Başbakan Yardımcısı Arınç, Başbakan Erdoğan'ın Çankaya Köşkü'ne çıkmasından sonra AKP'nin geleceği açısından bir kaygı olmadığını, kurumsallaşmış bir parti olarak 3 dönemden fazla süre iktidarda olduklarını, 300'den fazla milletvekilleri bulunduğunu hatırlattı. Arınç, şunları söyledi: "8 seçim geçirdik, 8'inden de başarı ile çıktık. Biz Türkiye'nin her yerinde var olan 81 ilinde var olan bir partiyiz. Biz bir bölgenin veya etnik bir unsurun partisi değiliz. Şüphesiz kendisinin Cumhurbaşkanı olması halinde partimizin hangi genel başkan ile yoluna devam edeceği ve 2015 seçimlerine kadar partiyi seçimlere kimin götüreceği Cumhurbaşkanlığı adaylığından ve belki de Cumhurbaşkanlığı seçiminden sonra kesinle ortaya çıkacaktır. Hiçbir endişemiz yok, Partimizde genel başkanlık yapabilecek, partiyi sürükleyebilecek, partiyi başarıya götürebilecek çok başarılı birikimli kadrolarımız var."

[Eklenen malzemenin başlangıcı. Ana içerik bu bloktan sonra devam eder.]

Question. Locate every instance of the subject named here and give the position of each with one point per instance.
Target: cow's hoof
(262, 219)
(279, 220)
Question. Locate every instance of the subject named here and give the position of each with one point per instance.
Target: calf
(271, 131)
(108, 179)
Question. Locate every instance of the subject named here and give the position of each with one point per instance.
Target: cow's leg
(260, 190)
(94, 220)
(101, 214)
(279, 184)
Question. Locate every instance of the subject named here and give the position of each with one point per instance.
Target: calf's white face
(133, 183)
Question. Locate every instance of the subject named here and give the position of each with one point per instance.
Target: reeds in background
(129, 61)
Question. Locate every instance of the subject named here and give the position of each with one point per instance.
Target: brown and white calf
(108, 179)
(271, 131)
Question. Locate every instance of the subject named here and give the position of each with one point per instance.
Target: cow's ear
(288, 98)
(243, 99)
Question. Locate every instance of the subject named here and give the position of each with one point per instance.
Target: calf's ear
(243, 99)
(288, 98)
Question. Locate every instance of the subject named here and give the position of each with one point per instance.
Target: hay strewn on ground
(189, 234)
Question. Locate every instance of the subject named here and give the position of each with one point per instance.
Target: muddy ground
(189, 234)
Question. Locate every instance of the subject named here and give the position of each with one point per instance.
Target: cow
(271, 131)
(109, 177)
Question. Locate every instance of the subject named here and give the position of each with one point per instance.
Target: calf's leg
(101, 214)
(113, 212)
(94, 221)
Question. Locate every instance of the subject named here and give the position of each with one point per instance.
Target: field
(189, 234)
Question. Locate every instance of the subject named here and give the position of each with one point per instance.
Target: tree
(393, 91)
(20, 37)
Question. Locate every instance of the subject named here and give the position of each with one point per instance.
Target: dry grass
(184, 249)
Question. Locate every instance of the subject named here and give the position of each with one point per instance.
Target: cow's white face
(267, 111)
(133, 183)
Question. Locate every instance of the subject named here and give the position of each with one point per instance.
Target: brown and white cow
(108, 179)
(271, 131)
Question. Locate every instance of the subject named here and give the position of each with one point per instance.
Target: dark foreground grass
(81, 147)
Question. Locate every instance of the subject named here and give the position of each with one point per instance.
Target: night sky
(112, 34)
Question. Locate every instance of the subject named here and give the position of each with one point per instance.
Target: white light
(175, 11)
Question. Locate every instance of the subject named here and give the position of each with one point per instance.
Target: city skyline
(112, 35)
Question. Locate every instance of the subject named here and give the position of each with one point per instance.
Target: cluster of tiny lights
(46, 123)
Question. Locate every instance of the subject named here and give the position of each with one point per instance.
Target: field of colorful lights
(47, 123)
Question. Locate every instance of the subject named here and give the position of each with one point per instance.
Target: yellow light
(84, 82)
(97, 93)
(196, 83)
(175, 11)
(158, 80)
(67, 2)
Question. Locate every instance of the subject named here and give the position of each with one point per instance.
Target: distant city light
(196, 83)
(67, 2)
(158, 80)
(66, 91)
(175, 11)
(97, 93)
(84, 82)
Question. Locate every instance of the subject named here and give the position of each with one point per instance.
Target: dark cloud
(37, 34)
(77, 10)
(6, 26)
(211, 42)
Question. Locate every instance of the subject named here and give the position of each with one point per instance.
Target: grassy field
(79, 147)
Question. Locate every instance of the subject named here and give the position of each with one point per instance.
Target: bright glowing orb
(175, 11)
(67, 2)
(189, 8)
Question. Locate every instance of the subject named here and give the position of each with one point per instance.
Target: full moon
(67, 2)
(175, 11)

"VEKALETEN GÖREV YAPILABİLİR"
Arınç, Erdoğan'ın Cumhurbaşkanı olması durumunda kimin Başbakan veya genel başkan olacağı ile ilgili bir soruya ise, "Vekaleten görev yapılabilir. Sayın Cumhurbaşkanımız bir başka arkadaşa başbakanlık görevini verebilir. Arkadan mutlaka büyük kongre toplanacaktır. Genel başkanı Cumhurbaşkanı olması halinde partide yeni bir yapılanma olabilir, 2015 seçimlerinde kısmet olur tekrar iktidarı kazanırsak o zaman da partimizi iktidarda temsil edecek hükümet ve başbakanı buluruz. Bu konularda hiçbir sıkıntı olacağını düşünmüyorum. Bizler görev insanlarıyız. Kime vazife düşerse, hangi görev verilirse bizler onu en iyi şekilde başarmaya çalışırız" karşılığını verdi.

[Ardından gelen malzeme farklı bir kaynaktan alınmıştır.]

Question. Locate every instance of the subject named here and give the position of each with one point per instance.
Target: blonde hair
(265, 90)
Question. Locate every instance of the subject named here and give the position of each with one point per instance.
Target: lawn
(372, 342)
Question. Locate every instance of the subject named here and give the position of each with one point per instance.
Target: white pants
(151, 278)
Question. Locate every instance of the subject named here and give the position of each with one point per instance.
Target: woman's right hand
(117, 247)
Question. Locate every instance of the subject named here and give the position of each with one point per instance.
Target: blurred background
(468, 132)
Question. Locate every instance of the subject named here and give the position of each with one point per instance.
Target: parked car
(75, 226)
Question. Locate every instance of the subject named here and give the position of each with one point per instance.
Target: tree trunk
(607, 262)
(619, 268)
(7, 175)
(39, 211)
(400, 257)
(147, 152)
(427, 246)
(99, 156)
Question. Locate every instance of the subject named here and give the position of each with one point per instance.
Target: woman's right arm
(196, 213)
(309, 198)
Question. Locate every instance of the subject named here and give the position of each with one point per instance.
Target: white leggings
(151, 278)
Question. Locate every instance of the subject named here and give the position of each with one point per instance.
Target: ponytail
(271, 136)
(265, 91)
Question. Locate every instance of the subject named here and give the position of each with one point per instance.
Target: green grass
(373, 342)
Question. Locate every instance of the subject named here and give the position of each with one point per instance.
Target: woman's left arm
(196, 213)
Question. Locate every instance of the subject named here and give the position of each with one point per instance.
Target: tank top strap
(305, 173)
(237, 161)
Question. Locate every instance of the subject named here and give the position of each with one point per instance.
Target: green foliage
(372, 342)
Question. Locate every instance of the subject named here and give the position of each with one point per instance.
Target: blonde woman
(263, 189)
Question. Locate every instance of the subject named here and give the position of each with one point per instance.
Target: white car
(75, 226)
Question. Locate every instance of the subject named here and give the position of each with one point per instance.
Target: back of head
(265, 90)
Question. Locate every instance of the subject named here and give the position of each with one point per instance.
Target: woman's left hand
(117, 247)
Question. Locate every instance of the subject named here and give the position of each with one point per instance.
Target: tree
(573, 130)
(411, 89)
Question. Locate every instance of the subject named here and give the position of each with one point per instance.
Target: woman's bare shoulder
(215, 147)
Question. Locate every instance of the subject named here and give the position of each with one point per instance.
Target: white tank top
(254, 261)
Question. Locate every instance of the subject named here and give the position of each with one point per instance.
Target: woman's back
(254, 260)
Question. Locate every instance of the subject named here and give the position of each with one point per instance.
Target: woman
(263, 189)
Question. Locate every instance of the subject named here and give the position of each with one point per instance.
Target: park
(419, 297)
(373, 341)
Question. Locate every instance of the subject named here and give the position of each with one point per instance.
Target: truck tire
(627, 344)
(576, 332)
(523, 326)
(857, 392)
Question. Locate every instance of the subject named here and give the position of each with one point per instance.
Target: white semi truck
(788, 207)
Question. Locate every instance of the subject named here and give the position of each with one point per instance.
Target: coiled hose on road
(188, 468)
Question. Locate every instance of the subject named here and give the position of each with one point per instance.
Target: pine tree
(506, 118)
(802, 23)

"BİR KÖYDE İKİ MUHTAR OLMAZ"
Başbakan Yardımcısı Bülent Arınç, Başbakan Recep Tayyip Erdoğan'ın Cumhurbaşkanı olması durumunda AKP için gündeme gelen 'Eş Genel başkanlık' konusunda bir düşünceleri bulunmadığını, bunların dışarıda yapılan yorum ve yakıştırmalar olduğunu söyledi.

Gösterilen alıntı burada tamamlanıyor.